# You may want to consider buying this utility~!



## Teresa S. (Mar 2, 2006)

Clicky HERE 

This is REALLY neat~! It is a security like suite, that has SO many neat features and options~! It is forty bucks a year (not bad). It has a anti-spyware scanner, allows you to surf anonymously, also allows you to make a FAKE email address when signing up for thing so you don't get spam~!  It ACTUALLY tricks the web service you are signing up for, so it thinks it has a valid email address~! :dance: I think it is neat and would/can be very useful. I am buying it.


----------



## Kris W. (Dec 9, 2006)

Um, hello? You can get all of those thing for free! Download windows defender for spyware Make a email address you plan to never use just for signing up for things (yahoo,hotmail,gmail) problem solved. case closed.


----------



## Teresa S. (Mar 2, 2006)

Excuse me for posting a link!


----------



## MELOC (Sep 26, 2005)

windows defender doesn't catch crap on my system. adware seems to do pretty well though.


----------



## Guest (Feb 6, 2007)

Kris W. said:


> Make a email address you plan to never use just for signing up for things (yahoo,hotmail,gmail) problem solved. case closed.


 There's something to be said for having one's own mail server. I can make all the "valid fake" email addresses I want.


----------



## Guest (Feb 6, 2007)

Teresa S. said:


> Excuse me for posting a link!


 Ignore him! You posted a good link that many will find useful. :angel:


----------



## Kung (Jan 19, 2004)

Yes, ignore him. It just so happens that this very application is featured in this month's version of PC World, and comes highly rated.


----------



## Teresa S. (Mar 2, 2006)

> It just so happens that this very application is featured in this month's version of PC World.

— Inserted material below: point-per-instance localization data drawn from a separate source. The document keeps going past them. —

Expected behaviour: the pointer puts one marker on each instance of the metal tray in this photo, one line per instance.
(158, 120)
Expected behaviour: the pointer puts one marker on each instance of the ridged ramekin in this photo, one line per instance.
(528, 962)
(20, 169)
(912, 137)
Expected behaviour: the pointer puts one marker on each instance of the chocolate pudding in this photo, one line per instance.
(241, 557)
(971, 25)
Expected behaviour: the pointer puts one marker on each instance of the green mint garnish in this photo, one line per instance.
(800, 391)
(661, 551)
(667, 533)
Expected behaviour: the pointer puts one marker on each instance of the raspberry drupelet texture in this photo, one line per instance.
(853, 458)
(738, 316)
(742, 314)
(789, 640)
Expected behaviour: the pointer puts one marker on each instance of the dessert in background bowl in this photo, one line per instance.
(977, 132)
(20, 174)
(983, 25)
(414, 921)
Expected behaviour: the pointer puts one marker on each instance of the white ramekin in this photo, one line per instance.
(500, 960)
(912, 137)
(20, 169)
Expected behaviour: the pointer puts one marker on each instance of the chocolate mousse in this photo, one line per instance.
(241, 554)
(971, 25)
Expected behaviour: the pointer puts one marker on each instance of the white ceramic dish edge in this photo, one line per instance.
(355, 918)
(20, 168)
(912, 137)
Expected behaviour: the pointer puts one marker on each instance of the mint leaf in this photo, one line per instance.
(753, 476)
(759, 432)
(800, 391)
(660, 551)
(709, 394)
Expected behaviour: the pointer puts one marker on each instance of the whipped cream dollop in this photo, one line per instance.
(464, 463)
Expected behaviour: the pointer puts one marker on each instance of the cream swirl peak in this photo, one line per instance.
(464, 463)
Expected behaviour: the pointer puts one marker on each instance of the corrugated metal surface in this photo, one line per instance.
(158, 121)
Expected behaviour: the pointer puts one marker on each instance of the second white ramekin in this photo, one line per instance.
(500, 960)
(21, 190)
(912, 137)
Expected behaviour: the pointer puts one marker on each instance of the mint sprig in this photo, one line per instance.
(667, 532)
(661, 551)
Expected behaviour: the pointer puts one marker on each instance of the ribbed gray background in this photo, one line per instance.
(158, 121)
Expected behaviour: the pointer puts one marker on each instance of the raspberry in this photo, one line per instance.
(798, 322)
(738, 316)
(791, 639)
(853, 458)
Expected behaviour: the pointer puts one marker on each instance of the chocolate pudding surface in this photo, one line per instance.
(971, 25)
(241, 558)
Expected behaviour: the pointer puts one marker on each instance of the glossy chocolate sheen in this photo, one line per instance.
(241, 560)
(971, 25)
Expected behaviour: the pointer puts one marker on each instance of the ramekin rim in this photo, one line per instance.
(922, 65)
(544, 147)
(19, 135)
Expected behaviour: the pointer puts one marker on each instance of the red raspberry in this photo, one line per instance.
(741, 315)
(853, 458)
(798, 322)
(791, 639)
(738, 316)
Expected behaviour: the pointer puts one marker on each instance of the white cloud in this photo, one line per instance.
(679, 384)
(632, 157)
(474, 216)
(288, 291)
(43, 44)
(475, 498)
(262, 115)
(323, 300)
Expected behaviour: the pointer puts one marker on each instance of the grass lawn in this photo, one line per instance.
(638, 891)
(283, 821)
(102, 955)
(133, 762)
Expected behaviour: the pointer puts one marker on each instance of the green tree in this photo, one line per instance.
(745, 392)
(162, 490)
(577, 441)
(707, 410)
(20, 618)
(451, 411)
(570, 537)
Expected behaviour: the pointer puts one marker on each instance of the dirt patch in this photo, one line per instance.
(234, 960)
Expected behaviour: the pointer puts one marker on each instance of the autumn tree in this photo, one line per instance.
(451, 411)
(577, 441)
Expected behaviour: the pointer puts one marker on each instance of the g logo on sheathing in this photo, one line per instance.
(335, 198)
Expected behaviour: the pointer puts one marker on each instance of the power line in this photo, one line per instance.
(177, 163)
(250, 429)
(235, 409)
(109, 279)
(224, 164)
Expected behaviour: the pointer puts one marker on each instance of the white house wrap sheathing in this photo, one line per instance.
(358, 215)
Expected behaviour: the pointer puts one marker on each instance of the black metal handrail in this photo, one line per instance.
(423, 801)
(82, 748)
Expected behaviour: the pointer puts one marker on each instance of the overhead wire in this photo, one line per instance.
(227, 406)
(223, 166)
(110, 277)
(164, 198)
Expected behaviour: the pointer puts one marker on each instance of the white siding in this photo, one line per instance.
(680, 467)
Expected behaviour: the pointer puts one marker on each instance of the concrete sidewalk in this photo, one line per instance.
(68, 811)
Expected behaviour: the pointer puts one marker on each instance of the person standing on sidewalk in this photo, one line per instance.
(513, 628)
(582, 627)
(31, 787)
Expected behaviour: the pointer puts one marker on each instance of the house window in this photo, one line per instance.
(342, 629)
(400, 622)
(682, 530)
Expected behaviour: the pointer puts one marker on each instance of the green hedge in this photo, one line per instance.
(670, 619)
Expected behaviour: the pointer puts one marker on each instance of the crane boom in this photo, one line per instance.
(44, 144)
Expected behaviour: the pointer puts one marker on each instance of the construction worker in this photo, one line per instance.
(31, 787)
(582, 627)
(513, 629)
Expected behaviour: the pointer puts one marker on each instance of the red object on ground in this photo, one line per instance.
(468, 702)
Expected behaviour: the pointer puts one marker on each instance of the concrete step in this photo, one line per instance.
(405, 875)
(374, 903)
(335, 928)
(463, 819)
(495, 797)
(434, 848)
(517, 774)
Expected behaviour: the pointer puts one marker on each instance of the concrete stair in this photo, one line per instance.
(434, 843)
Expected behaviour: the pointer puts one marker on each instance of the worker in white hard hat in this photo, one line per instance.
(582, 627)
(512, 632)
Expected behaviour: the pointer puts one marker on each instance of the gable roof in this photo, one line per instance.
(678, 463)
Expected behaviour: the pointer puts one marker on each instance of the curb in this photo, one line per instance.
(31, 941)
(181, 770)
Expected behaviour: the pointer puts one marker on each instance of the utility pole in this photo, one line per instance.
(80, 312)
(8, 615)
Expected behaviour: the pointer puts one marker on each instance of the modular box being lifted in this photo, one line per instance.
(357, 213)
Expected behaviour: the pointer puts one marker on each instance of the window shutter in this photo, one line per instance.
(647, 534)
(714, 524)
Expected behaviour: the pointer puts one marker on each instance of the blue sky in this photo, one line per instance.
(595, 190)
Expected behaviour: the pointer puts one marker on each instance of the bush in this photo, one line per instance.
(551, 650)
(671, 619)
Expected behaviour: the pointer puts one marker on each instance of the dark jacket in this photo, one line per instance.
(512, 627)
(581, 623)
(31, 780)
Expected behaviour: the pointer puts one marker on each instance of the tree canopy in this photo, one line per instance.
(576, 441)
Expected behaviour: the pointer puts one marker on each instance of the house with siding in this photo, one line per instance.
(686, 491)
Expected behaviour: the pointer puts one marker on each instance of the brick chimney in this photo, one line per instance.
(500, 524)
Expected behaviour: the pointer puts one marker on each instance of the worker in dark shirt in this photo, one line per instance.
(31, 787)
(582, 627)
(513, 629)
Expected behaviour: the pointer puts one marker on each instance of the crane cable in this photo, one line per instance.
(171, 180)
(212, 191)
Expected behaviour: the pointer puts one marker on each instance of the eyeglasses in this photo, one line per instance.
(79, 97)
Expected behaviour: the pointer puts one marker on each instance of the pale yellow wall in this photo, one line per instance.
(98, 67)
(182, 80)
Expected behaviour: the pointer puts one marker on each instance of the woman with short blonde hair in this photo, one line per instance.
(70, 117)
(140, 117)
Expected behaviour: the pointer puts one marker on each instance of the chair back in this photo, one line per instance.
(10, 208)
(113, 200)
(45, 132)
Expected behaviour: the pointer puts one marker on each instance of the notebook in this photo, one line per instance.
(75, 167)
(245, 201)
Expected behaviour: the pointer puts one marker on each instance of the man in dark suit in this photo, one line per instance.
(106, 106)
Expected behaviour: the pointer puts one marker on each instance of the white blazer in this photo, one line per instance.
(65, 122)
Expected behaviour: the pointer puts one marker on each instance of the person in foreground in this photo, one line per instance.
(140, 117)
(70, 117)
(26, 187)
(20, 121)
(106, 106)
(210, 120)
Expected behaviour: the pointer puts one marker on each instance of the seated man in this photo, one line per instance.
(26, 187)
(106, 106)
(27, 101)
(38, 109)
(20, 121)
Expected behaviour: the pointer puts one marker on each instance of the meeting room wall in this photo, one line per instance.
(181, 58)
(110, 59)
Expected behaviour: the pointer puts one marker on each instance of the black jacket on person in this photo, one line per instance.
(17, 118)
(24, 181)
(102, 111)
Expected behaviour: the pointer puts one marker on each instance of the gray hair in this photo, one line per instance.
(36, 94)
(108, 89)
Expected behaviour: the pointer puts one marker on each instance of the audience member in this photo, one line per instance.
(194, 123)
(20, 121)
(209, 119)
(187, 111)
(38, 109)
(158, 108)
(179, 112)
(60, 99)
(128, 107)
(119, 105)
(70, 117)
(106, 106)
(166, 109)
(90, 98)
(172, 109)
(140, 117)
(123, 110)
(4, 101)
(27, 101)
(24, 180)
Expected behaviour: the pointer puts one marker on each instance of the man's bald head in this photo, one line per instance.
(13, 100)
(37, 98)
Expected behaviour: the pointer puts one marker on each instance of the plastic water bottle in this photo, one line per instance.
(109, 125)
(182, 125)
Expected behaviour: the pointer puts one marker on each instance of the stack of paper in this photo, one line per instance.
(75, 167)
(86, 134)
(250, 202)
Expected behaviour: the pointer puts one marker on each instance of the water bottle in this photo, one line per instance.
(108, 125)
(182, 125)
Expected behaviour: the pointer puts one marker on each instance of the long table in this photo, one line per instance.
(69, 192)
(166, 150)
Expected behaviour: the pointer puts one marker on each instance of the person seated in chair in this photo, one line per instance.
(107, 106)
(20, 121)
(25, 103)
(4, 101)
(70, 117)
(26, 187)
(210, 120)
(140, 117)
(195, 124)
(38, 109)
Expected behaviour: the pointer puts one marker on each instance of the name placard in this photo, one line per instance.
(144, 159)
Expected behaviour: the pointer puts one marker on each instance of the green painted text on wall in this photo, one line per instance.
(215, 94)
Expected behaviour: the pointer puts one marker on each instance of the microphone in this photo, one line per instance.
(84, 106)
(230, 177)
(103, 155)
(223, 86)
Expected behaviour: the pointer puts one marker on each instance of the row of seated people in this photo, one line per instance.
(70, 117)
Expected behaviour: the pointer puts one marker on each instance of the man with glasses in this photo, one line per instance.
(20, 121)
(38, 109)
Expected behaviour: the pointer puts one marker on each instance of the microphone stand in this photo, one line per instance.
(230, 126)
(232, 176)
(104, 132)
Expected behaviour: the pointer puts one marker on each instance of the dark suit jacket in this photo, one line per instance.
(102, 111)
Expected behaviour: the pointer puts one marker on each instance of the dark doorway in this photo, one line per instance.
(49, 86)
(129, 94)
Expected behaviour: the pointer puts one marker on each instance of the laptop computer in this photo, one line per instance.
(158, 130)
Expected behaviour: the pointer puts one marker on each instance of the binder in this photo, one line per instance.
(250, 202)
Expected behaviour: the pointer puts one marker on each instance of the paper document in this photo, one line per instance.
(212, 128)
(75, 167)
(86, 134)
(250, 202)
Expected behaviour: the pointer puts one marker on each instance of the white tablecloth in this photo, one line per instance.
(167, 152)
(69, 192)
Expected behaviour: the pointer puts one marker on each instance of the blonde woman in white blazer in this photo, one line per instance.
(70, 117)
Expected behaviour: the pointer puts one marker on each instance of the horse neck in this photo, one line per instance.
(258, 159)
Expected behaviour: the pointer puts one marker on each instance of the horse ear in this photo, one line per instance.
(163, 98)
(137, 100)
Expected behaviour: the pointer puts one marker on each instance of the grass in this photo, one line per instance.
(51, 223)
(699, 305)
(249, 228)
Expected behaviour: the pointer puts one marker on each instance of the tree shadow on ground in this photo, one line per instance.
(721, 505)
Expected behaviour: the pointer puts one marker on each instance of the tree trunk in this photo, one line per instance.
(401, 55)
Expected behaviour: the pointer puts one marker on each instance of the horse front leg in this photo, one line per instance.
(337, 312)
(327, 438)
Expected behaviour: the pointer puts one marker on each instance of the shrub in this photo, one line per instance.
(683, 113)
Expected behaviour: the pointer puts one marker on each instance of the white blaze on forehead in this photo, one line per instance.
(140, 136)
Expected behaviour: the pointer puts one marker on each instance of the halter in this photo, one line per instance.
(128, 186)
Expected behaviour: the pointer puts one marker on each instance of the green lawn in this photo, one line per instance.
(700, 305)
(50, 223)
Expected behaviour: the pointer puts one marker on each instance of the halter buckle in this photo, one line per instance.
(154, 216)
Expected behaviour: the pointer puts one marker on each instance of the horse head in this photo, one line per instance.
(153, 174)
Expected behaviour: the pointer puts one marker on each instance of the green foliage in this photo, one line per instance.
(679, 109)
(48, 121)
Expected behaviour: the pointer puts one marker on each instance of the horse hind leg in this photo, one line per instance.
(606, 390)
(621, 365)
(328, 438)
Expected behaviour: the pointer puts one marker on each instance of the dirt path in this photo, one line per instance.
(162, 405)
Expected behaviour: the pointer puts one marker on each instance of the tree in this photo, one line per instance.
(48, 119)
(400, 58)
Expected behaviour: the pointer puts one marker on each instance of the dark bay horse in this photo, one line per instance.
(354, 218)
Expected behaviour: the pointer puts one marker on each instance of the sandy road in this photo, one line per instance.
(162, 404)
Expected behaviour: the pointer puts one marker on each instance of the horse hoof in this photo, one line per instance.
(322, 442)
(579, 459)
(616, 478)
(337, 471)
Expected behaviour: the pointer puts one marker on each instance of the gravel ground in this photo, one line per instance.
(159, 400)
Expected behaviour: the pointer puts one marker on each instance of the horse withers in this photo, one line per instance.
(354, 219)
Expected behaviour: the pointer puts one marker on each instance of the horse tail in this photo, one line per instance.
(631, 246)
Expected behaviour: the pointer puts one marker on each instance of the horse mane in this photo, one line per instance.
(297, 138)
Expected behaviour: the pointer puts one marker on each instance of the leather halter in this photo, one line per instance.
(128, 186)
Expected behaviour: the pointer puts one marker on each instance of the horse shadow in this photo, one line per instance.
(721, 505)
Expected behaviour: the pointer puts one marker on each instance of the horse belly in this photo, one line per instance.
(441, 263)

 That's where I read about and got the link~!  (and is it just me or is pc world getting crazy with adds in their magazine?) ***Ingnoring Kristoper!!*** (note that I said his name was Kristopher on purpose!  )


----------



## Kung (Jan 19, 2004)

Yeah, they're getting a bit crazy, but almost no month goes by with me getting some really good tips from it. I can honestly say that I use that magazine subscription quite a lot.


----------